Distributed batteries would undoubtedly support continuing rooftop PV uptake and effectively shift rooftop solar generation from midday, when it is increasingly flooding grids, to meet evening peak demand. It would also facilitate ongoing rooftop PV uptake for homeowners, addressing equity issues.

“A national [residential battery] scheme is now needed to maximise the benefits of orchestrated home batteries for consumers and this has to be designed to deliver the highest quality products and meet strong safety standards,” said the CEC’s director of distributed energy, Con Hristodoulidis, in a statement.

The CEC is proposing an incentive of up to $6500 for each household to install a residential battery alongside rooftop solar.

The clean energy organisation pointed to modelling from consultancy Oakley Greenwood that households with a battery could save $900 annually on power bills under such a program. When batteries are “orchestrated” into a virtual power plant, or similar, those savings could increase to $1150 a year.

On an electricity system level, net savings of $190 million would be delivered by orchestrated residential batteries – the CEC-sponsored study concluded.

The CEC has previously published modelling showing that, as far back as 2021, solar and energy storage was already cheaper than gas peaker plans in meeting peak electricity demand periods.

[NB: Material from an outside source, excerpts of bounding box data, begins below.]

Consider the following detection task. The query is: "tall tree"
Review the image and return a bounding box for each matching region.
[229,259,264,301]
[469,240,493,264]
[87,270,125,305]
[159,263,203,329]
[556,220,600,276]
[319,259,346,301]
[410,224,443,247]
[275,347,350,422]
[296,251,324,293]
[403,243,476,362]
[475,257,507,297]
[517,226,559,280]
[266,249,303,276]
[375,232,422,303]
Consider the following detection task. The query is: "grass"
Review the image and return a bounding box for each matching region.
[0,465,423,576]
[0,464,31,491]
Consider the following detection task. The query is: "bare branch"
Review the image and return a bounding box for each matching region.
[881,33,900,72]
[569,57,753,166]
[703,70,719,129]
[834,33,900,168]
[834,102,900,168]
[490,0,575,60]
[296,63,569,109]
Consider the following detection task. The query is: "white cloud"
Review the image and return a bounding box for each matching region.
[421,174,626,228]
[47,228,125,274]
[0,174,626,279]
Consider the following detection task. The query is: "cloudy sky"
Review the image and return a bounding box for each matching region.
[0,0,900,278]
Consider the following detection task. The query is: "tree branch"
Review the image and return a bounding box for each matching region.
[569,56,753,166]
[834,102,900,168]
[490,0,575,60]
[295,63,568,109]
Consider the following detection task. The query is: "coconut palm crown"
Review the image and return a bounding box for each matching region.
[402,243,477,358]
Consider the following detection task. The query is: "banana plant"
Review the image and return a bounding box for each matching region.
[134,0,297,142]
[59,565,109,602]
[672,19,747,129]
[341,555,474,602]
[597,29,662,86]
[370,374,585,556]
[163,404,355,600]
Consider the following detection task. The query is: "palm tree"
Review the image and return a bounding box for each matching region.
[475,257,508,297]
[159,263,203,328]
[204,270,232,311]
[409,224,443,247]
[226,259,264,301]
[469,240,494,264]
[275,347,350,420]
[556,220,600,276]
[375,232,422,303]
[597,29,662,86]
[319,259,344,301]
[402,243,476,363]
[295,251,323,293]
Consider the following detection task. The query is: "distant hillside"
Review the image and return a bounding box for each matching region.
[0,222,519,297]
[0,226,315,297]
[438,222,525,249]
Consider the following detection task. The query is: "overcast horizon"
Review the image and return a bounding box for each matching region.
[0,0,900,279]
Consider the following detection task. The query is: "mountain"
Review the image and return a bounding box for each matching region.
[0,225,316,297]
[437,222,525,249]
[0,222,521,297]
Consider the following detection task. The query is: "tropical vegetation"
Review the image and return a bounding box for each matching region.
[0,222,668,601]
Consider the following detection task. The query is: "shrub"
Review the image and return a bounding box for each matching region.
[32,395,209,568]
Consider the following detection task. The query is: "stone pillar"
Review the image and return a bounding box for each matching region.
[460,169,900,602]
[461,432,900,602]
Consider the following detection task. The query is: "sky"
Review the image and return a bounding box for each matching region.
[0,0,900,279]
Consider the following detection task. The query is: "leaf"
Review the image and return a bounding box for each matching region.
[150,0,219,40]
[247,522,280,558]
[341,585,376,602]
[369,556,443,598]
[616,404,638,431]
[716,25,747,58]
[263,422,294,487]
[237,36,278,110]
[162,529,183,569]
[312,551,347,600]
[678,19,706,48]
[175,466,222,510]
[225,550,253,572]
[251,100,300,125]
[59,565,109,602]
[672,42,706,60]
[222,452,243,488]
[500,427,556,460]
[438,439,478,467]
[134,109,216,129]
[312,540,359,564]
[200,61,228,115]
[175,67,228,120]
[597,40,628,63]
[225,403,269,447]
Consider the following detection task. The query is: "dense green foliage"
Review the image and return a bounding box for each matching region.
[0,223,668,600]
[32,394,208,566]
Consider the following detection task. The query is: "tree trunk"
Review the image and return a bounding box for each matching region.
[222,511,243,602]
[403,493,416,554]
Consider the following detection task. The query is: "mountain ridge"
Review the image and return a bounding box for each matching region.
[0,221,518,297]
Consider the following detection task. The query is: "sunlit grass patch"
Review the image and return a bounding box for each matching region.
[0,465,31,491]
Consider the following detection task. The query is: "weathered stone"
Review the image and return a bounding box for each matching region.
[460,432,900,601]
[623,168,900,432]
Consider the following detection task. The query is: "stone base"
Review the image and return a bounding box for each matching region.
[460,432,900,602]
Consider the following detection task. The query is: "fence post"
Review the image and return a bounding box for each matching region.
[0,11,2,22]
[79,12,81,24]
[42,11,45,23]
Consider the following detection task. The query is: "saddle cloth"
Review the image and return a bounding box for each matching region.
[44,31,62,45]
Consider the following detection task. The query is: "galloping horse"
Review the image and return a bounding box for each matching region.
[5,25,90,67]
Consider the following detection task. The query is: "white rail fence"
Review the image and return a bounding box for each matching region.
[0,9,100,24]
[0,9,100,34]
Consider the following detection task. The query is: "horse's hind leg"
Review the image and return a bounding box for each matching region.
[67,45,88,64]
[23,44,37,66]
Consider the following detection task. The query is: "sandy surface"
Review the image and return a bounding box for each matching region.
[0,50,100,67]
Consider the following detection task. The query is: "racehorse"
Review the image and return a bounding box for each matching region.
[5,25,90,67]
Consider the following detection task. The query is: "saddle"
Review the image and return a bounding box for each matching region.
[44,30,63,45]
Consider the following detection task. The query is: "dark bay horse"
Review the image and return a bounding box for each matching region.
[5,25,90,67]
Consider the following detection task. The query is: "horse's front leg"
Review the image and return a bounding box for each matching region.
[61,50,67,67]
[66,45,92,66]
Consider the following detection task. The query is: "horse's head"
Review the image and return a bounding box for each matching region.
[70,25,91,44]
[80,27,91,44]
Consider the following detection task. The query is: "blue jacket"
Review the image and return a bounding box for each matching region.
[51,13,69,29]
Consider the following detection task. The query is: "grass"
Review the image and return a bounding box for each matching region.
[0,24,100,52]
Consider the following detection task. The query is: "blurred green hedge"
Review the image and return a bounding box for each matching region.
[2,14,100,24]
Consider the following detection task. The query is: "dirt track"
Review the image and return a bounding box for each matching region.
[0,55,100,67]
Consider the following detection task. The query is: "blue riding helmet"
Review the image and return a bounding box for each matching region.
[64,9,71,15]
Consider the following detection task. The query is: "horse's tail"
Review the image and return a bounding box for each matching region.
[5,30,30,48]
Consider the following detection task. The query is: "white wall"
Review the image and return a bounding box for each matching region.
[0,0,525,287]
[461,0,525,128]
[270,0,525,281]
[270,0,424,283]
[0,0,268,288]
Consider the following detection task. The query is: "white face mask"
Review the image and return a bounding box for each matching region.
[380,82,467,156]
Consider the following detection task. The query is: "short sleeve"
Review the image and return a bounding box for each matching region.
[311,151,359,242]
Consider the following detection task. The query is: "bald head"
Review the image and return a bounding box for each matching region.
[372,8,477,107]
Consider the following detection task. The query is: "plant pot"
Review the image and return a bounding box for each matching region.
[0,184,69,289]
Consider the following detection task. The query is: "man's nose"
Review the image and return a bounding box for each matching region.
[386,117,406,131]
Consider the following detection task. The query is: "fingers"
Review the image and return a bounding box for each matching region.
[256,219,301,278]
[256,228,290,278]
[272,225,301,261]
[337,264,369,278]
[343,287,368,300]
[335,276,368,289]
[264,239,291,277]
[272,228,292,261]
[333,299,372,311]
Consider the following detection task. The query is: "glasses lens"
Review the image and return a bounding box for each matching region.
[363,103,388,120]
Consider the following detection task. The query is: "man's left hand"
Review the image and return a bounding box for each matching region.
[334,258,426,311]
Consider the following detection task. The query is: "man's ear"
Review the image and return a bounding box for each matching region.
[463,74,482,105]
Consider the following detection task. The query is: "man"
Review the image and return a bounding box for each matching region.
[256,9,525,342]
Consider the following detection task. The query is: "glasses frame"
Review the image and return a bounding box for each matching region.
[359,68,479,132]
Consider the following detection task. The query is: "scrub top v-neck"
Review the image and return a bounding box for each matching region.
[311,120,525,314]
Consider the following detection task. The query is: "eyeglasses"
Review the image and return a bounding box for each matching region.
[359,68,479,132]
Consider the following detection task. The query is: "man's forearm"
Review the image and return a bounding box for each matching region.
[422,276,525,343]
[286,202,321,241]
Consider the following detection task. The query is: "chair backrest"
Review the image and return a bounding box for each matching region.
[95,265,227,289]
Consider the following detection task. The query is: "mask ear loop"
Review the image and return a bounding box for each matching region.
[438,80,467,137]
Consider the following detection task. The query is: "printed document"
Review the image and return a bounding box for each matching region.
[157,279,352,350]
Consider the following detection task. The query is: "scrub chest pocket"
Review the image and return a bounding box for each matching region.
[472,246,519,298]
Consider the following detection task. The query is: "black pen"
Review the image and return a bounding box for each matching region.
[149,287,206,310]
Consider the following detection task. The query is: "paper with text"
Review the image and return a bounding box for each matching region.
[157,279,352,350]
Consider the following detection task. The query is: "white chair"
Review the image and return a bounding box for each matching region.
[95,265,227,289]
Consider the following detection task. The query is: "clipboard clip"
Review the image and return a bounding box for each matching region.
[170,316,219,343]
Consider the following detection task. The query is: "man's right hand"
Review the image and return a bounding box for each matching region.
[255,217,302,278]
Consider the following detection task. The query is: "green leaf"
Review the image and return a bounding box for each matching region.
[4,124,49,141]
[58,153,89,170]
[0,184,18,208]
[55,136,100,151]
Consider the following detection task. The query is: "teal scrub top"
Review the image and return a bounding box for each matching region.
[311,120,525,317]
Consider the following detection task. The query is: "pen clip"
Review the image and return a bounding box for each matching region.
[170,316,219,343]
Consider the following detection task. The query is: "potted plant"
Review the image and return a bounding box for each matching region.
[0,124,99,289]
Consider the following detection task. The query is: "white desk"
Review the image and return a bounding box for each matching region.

Orchestrated residential batteries have the added advantage of being able to trade electricity with the grid at optimal times, increasing consumer savings and supporting the broader energy system,” the CEC argued.

The CEC is far from being alone in its calls to bolster residential battery deployment. Tristan Edis, the director of analysis and advisory at Green Energy Markets has been calling for the SRES program to be reformed to support household battery uptake. With rooftop solar already affordable, STCs would be better directed at much-needed batteries, so the argument goes.

“If you want a politically popular program that is going to achieve meaningful scale and rollout and will have enough political support you have to go households,” Edis told pv magazine Australia. “The households are paying through the nose for their batteries,” he added.

With battery cell prices coming down, Edis said that residential battery price declines are likely coming. With scale, battery installations could rapidly increase – as has been see in countries like Germany and Italy.

According to the researchers at the HTW Berlin University of Applied Sciences, 79% of household solar systems were installed alongside a battery in 2023. This amounted to some 4.6 GWh of capacity.

With a residential solar-plus-storage system installed, households were able to reach 70% self-sufficiency, the HTW researchers found. The average rooftop system was 8.4 kWp, alongside a 7.3kWh battery in Germany in 2023.

There are some state-based programs currently in operation. On Feb. 12, the Queensland government opened its residential battery rebate program. The Victorian government is also providing interest-free loans for home batteries.